We have ECNL, Super Y, MLS Next, GA, and now Elite 64.

That gives us 4 self-proclaimed elite league for boys, and 4 self-proclaimed elite leagues for girls.  

Add them all up, and there are around 700 elite teams per age group.  Maybe 15,000 elite players, just within U16. 

Gonna have a housing crisis in Manchester when they all get their pro contracts.


----------



## whatithink (Jan 21, 2022)

Interesting that you can still be in State Cup.

Far be it from me to suggest that its a money grab ... but if I do a quick calculation - 128 clubs (64B & 64G) with 6 teams each, 768 teams, each paying $4800 registration is a cool $3,686,400. Throw in mandatory hotels (kick back) at the various events etc and there's some nice change to be made from this.

I'm sure its all for the kids though ....

*FINANCIAL INFORMATION*
_*USYS National League Elite 64 Obligations to the club*
USYS National League Elite 64 will provide: professional league management; player and coach registration management (risk management, SafeSport, player carding, etc.); professional event management; qualitative game analysis provided by ProScore; Free access to the STATSports - Elite 64 app; referee assigning fees; two national showcase events per team; one national finals/showcase event per team; video at all national events; connectivity to college and professional organizations through game and player analytics; game balls; signage._

*Club Obligations*
Current financial obligations include: team registration fee ($4800 per team); club performance bond (refundable) ($4000); referee fees for home matches (approx. $200-$250 per game); home hosting fees (athletic trainers, field rentals, video recording, hydration stations, tents, etc.); all team travel costs; Minimum of 22 STATSports units per team (at reduced rate of $8 per player per month – this includes the vest and GPS tracker at a 70% reduction in price.).

*For any club accepted into Elite 64, the discounted rate of $8 per player per month for the vest and GPS tracker applies to any player within the club.

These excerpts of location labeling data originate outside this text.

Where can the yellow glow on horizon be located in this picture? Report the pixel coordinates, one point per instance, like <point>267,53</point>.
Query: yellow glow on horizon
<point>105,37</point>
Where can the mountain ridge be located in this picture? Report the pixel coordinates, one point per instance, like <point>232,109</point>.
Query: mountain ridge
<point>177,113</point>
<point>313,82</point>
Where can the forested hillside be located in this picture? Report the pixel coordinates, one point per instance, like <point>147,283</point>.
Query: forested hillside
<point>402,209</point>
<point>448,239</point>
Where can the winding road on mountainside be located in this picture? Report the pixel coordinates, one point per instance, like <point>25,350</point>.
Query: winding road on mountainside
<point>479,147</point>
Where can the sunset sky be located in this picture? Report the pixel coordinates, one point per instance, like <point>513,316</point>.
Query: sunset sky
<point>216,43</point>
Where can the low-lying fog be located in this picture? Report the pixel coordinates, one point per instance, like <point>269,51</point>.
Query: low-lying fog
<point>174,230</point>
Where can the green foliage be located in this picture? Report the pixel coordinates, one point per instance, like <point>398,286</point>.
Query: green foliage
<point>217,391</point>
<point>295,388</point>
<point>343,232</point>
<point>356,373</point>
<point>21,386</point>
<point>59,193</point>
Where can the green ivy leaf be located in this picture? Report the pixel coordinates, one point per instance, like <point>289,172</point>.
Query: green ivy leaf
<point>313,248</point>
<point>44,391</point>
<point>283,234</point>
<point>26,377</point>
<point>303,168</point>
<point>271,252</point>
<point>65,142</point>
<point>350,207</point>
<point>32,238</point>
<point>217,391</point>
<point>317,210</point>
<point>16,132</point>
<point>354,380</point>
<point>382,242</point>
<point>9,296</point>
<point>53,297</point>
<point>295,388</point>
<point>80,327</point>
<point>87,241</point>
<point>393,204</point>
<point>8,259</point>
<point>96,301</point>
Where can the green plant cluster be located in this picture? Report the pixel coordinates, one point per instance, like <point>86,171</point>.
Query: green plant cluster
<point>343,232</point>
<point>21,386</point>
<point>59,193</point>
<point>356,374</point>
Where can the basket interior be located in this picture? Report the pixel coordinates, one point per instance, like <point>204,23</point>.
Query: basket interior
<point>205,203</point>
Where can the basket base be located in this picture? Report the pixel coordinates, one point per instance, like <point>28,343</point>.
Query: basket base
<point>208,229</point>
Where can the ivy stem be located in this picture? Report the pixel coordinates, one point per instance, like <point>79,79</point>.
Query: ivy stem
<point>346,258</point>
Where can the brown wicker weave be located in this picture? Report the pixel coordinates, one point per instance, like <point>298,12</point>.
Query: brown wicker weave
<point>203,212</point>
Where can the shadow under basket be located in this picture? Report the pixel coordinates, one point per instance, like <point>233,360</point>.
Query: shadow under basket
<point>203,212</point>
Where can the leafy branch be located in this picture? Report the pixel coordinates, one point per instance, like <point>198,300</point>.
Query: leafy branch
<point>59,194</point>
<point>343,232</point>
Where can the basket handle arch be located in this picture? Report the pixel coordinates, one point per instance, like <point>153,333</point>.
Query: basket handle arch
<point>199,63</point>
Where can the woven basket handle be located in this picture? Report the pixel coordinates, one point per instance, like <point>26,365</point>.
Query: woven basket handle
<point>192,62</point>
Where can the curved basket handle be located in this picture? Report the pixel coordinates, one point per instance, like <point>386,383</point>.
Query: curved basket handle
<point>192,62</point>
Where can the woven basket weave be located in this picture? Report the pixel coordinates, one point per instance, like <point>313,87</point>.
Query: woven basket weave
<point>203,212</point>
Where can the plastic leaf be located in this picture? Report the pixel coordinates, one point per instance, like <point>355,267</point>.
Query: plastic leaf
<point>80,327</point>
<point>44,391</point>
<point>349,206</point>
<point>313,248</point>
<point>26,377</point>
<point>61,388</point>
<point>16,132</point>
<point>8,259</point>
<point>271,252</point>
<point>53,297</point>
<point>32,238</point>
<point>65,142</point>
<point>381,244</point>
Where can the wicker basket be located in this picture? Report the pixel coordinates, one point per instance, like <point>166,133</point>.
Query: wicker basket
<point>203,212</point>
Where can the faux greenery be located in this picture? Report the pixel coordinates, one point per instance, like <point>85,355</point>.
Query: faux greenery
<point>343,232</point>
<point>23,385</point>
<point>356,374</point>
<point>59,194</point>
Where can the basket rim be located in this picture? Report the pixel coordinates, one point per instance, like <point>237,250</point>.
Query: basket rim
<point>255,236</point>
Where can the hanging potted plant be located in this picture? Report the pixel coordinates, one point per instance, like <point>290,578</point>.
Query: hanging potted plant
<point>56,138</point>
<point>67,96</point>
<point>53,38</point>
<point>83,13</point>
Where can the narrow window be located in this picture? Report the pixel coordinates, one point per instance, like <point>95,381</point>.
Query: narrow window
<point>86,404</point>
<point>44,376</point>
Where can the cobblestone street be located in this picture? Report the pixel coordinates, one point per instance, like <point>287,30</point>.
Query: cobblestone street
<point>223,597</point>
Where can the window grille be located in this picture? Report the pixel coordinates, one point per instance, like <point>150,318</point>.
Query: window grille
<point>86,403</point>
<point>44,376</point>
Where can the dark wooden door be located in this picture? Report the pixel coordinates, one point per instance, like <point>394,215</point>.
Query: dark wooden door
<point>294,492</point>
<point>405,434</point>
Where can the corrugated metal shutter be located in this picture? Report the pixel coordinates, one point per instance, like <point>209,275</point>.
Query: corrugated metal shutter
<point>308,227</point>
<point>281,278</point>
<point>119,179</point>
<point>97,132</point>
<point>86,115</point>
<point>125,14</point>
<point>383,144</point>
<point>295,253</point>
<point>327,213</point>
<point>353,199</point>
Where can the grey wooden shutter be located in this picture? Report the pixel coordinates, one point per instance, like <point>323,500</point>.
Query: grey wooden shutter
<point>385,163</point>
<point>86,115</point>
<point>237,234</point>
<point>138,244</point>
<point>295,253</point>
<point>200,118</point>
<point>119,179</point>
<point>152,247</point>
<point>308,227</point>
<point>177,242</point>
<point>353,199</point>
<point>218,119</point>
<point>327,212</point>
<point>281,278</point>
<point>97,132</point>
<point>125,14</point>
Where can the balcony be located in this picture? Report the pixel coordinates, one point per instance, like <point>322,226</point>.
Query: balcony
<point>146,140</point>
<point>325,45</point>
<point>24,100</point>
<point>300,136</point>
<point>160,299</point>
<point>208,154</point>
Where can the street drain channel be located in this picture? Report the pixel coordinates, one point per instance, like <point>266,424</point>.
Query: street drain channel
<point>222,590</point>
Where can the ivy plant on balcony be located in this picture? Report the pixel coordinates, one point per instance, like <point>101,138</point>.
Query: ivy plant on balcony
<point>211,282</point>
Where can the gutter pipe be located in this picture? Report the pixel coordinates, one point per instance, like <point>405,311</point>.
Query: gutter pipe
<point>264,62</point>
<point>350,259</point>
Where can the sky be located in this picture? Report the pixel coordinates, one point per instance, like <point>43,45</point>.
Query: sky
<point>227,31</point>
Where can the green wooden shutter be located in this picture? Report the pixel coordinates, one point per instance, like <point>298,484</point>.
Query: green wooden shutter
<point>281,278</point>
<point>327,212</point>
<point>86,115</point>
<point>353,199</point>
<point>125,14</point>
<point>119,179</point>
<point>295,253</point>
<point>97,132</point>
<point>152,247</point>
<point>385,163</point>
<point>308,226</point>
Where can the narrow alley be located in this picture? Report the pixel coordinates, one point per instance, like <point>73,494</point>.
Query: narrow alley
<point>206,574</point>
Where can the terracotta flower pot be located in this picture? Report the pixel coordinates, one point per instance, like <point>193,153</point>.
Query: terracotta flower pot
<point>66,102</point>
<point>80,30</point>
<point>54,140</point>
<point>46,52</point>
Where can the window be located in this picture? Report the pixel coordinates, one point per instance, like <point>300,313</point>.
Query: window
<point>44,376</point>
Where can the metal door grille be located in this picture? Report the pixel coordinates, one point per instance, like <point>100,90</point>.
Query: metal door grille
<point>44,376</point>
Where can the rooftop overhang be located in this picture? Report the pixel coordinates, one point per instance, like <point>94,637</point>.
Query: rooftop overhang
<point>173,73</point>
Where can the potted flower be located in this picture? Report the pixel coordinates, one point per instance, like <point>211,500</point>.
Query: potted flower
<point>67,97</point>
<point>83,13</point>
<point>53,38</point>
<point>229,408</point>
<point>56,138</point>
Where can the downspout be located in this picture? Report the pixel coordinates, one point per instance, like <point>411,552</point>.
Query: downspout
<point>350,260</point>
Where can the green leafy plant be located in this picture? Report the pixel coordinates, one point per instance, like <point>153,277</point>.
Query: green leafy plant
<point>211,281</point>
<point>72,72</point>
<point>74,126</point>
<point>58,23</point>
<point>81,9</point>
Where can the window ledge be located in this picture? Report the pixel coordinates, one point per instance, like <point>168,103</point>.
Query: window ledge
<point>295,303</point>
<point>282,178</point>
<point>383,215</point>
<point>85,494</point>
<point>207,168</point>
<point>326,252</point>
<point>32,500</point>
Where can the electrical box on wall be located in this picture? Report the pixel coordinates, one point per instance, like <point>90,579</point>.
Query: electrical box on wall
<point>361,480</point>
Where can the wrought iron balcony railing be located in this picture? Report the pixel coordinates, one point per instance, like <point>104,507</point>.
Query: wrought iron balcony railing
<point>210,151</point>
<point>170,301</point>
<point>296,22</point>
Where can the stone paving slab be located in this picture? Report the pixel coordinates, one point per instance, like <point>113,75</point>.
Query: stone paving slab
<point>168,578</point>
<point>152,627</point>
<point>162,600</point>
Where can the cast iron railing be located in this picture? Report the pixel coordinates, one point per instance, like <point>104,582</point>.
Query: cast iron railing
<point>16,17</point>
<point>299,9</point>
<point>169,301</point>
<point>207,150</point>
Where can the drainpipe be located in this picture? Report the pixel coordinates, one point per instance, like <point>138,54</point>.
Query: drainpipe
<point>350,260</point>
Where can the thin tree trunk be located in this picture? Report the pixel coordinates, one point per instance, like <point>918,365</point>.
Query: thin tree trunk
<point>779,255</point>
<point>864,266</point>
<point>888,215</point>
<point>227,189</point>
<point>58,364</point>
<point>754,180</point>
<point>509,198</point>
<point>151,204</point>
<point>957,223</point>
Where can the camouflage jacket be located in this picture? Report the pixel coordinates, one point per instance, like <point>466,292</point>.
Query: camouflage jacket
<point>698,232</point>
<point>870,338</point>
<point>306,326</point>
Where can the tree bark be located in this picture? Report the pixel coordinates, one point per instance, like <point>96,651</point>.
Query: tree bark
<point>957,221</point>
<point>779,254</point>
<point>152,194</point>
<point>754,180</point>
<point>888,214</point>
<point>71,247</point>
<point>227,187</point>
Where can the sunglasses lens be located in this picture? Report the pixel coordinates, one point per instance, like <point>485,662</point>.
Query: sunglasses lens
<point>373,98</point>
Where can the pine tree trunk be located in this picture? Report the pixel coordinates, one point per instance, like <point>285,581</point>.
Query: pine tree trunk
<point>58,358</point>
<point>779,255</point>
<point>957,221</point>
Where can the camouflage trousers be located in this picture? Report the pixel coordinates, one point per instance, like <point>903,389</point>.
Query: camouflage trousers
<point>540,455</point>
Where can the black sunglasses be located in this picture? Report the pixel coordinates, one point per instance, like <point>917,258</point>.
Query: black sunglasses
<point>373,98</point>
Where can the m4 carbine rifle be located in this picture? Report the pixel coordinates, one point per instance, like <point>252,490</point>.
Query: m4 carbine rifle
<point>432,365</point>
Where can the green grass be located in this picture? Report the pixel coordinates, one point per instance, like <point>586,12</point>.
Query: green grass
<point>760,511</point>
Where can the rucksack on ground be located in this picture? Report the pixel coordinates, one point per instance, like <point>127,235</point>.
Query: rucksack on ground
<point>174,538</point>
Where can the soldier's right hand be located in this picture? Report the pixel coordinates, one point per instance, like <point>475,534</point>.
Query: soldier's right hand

This discount is only available to Elite 64 clubs.

Please note: these fees are subject to change.


----------



## espola (Jan 21, 2022)

Paul Spacey said:


> This insane obsession with the word ‘elite’ in youth soccer is an embarrassment. If the quality and output matched the bullshit marketing, we’d be churning out new Messi’s and Ronaldo’s by the bucketload.


It will follow the path of "Academy", "Premier", and "Gold" as superlatives into the flusher.


----------



## justneededaname (Jan 21, 2022)

espola said:


> It will follow the path of "Academy", "Premier", and "Gold" as superlatives into the flusher.


I remember when I was new to youth soccer and a DOC was introducing new team designations at the club, changing from colors, and "Premier" was going to be the term for the second team. I pointed out that Premier means first. He was not impressed. I learned to just keep quiet when listening to a DOC.


----------



## espola (Jan 21, 2022)

justneededaname said:


> I remember when I was new to youth soccer and a DOC was introducing new team designations at the club, changing from colors, and "Premier" was going to be the term for the second team. I pointed out that Premier means first. He was not impressed. I learned to just keep quiet when listening to a DOC.


I remember when the lowest level in Presidio was A (county-wide rec leagues for high-school ages) and the top was AAA, along with AA-A, AA-B, and AA-C.  Then one year Premier erupted from the forehead of Zeus and almost everybody was bumped up a level to fill the gaps.


----------



## outside! (Jan 21, 2022)

How is this different than USYS National League?


----------